Class | Input Image | Overlayed Gradient Magnitudes | Overlayed Integrated Gradients | DeepLIFT |
---|---|---|---|---|
Mild DR | ![]() |
![]() |
![]() |
![]() |
Moderate DR | ![]() |
![]() |
![]() |
![]() |
Severe DR | ![]() |
![]() |
![]() |
![]() |
Proliferate DR | ![]() |
![]() |
![]() |
![]() |
Conclusion
The obtained results indicate that modern deep networks outperform traditional methods by significant margins (without data augmentation). The are train and test set are obtained from the APTOS 2019 Blindness Detection dataset. The shown results are not representative of the real world. The results are obtained on a small dataset. Given that 99.8% accuracy doesn't mean that DR recognition problem is solved. The accuracy is only very small set of images that are not representative of the real world scenarios. There are still gaps exists in taking these models to the real world. Following are the list of few(out of many) problems.
Probelms
- Expert labes are very costly. Hoping to create a large dataset(Millions of images) with expert labels is unfeasible task.
- Noisy labels create a mess for the models. The quality of the model is of prime importance.

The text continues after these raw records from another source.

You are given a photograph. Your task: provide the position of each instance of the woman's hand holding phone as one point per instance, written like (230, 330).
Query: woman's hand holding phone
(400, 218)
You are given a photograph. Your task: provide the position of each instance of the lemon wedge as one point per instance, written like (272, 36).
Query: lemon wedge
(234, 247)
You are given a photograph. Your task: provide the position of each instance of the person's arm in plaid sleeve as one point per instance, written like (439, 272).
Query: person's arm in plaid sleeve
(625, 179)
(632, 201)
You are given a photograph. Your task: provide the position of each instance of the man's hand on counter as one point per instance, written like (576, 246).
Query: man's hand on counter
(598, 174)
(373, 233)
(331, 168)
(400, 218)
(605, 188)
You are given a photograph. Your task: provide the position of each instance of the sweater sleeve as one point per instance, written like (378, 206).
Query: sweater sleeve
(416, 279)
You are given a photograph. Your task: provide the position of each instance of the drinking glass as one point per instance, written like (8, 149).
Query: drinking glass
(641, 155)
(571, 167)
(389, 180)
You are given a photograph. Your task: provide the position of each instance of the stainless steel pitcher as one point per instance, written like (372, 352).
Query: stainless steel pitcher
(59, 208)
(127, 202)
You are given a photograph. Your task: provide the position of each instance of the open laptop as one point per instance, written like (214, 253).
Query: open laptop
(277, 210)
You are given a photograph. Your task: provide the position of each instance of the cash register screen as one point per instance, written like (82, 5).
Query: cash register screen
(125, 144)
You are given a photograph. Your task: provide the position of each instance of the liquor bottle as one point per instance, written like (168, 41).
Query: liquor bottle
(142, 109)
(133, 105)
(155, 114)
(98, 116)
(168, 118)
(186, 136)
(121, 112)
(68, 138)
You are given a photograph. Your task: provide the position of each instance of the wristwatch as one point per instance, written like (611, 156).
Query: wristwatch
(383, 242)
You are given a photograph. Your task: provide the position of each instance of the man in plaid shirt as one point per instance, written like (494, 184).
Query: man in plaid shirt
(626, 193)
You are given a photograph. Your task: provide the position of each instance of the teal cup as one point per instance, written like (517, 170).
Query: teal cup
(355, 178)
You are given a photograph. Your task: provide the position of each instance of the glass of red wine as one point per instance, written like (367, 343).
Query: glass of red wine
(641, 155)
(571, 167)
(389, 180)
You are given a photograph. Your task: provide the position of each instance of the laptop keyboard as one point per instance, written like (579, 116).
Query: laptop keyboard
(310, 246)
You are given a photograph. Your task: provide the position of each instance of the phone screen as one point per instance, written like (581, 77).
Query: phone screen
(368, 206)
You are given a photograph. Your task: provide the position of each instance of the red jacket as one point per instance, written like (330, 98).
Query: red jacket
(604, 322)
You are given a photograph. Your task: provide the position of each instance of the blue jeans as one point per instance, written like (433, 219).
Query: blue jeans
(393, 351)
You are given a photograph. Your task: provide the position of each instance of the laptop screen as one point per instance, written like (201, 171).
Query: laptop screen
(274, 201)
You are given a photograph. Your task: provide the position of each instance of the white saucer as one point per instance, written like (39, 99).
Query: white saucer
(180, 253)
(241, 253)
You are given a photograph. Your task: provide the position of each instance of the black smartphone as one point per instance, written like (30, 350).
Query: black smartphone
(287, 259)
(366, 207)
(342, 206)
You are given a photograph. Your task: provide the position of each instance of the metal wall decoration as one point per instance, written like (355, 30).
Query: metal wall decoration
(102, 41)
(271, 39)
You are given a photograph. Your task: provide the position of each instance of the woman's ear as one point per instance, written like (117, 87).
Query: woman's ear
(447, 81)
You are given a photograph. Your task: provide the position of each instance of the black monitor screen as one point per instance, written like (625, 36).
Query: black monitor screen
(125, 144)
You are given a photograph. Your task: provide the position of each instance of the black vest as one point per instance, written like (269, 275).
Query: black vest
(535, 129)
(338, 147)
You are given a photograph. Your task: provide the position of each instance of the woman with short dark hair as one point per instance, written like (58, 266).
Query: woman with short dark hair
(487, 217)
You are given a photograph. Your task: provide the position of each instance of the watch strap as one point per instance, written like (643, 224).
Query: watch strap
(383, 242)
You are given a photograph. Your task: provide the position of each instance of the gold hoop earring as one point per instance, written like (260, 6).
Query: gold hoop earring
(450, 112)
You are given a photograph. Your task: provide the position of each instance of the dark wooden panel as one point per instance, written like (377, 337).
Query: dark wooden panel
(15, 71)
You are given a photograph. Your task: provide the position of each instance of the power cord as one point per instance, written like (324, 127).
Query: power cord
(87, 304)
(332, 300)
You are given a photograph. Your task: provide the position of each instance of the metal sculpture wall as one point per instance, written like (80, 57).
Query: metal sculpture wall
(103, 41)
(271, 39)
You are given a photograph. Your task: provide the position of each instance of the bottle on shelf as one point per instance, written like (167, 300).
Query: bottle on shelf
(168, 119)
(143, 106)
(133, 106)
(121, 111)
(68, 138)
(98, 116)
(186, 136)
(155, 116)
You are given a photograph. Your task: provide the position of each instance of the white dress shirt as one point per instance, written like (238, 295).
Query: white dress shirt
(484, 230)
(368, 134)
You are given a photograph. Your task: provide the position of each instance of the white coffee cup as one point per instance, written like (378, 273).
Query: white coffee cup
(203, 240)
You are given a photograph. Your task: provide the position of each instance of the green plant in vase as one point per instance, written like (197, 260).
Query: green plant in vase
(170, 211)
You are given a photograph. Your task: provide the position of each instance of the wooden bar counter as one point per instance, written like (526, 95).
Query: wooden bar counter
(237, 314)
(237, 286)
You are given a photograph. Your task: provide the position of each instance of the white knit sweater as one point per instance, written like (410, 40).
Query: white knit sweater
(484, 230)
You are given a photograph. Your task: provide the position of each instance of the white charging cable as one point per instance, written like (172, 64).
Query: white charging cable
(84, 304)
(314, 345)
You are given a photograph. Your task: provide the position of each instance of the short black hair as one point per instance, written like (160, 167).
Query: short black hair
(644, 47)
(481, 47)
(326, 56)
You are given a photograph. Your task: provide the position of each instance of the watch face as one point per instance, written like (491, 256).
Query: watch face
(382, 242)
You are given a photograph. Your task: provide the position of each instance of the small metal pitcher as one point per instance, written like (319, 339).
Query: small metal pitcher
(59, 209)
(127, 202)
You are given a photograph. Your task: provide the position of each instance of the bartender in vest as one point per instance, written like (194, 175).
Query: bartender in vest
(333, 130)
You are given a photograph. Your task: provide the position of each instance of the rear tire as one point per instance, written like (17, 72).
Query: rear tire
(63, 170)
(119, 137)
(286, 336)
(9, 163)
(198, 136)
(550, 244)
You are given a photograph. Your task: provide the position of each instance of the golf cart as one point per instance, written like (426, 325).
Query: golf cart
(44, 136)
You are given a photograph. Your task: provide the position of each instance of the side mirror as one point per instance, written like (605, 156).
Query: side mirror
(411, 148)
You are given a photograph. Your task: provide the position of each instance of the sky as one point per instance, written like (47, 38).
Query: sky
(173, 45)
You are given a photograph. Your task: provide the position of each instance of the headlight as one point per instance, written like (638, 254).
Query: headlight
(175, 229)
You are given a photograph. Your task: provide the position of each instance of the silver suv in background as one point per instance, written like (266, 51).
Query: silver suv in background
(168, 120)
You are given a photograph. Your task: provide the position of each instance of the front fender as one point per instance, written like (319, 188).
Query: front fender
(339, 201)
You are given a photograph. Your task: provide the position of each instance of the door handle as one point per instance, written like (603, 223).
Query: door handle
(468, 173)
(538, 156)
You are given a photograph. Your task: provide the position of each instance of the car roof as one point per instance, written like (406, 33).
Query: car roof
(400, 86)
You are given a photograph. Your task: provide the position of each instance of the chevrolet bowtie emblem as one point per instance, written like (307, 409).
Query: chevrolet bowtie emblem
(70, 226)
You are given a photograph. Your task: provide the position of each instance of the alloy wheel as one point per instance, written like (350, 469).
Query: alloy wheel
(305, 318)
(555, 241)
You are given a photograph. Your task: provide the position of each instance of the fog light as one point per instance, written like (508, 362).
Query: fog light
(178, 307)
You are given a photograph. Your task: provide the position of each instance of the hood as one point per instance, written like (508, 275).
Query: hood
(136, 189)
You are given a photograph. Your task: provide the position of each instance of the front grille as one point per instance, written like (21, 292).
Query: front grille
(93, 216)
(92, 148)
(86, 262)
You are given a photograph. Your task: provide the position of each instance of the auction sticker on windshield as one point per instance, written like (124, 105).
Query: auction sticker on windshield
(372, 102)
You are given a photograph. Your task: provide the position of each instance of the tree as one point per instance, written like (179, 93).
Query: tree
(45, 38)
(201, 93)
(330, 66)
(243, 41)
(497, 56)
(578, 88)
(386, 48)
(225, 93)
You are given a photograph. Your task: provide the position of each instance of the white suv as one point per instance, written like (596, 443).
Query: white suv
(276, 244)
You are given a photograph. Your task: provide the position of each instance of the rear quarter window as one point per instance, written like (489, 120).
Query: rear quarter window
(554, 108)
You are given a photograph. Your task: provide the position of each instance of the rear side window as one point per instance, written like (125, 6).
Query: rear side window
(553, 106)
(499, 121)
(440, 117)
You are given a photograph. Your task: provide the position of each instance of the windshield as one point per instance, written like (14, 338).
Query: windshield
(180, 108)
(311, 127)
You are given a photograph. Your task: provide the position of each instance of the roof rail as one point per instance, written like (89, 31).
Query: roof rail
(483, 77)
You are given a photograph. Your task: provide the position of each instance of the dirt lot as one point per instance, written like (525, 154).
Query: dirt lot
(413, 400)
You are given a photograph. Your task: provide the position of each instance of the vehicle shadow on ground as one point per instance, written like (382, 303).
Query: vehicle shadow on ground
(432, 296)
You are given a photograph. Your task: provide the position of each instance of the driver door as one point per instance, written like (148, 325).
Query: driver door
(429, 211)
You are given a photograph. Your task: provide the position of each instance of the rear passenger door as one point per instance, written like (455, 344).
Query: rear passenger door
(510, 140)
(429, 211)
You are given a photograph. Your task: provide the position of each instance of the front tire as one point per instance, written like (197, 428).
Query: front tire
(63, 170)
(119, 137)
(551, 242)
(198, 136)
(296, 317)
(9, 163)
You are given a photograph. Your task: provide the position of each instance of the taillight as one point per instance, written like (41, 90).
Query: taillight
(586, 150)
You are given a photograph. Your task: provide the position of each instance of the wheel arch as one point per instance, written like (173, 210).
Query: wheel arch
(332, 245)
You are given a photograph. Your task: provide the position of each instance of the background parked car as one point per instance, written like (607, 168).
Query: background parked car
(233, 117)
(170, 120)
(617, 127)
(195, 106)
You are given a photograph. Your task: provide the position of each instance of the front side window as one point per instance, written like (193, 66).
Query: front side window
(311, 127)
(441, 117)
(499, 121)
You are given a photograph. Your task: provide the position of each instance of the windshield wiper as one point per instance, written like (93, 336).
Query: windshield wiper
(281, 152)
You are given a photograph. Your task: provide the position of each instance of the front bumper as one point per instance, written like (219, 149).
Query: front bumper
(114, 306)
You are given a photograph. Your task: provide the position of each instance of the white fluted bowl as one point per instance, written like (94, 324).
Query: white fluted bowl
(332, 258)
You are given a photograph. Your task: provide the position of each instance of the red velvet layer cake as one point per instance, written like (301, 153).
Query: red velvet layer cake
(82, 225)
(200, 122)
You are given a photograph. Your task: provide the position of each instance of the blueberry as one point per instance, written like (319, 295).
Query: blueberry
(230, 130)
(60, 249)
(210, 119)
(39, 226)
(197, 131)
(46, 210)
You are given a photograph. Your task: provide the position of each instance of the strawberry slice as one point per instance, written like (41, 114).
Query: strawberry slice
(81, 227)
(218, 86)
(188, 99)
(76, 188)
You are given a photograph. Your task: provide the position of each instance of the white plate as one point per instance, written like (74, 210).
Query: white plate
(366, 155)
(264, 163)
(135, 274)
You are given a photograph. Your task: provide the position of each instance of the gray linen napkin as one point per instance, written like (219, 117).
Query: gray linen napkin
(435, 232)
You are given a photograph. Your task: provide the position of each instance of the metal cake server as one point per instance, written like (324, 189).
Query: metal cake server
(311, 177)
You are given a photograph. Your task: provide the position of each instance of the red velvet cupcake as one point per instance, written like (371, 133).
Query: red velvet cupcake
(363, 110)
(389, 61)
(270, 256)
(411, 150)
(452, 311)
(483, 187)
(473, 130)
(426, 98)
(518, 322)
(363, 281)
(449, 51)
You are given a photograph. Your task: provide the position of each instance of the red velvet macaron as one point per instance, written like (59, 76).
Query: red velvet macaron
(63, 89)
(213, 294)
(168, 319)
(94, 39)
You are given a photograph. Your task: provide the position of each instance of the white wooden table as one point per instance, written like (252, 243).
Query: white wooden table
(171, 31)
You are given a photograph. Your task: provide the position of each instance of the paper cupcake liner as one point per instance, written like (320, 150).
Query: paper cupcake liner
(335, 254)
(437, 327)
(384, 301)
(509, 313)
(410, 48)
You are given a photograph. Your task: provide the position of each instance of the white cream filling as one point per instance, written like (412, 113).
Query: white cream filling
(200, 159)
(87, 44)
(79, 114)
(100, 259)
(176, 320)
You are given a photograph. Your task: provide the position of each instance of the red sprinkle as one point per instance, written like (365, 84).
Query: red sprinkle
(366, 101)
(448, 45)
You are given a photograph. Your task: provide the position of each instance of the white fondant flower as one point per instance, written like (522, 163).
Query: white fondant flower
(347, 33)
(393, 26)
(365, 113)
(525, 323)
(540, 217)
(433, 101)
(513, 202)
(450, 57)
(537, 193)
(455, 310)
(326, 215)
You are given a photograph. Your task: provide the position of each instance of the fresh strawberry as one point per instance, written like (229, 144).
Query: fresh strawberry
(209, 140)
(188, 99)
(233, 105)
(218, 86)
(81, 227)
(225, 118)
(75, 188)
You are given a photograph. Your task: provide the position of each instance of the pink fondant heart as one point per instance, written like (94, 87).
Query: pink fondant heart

- Data bias is a huge probelm in medical domain. Models are being trained on single dataset which is collected from one source / hospital / region. This induces the local bias in the model. The model performance then never matters if it can work well on differnent dataset.
Forward directions
Currently the researchers are working towards the following solutions.- Since expert labels costly. Developing robust and high performance Unsupervised / Semisupervised alogrithms can be a game changer.
- Training the models on multiple dataset can make model more robust. Federated Learning can be used to train the models on multiple datasets. In federated learning, the model is trained using distributed and centralized process where data is securely stored at its origin.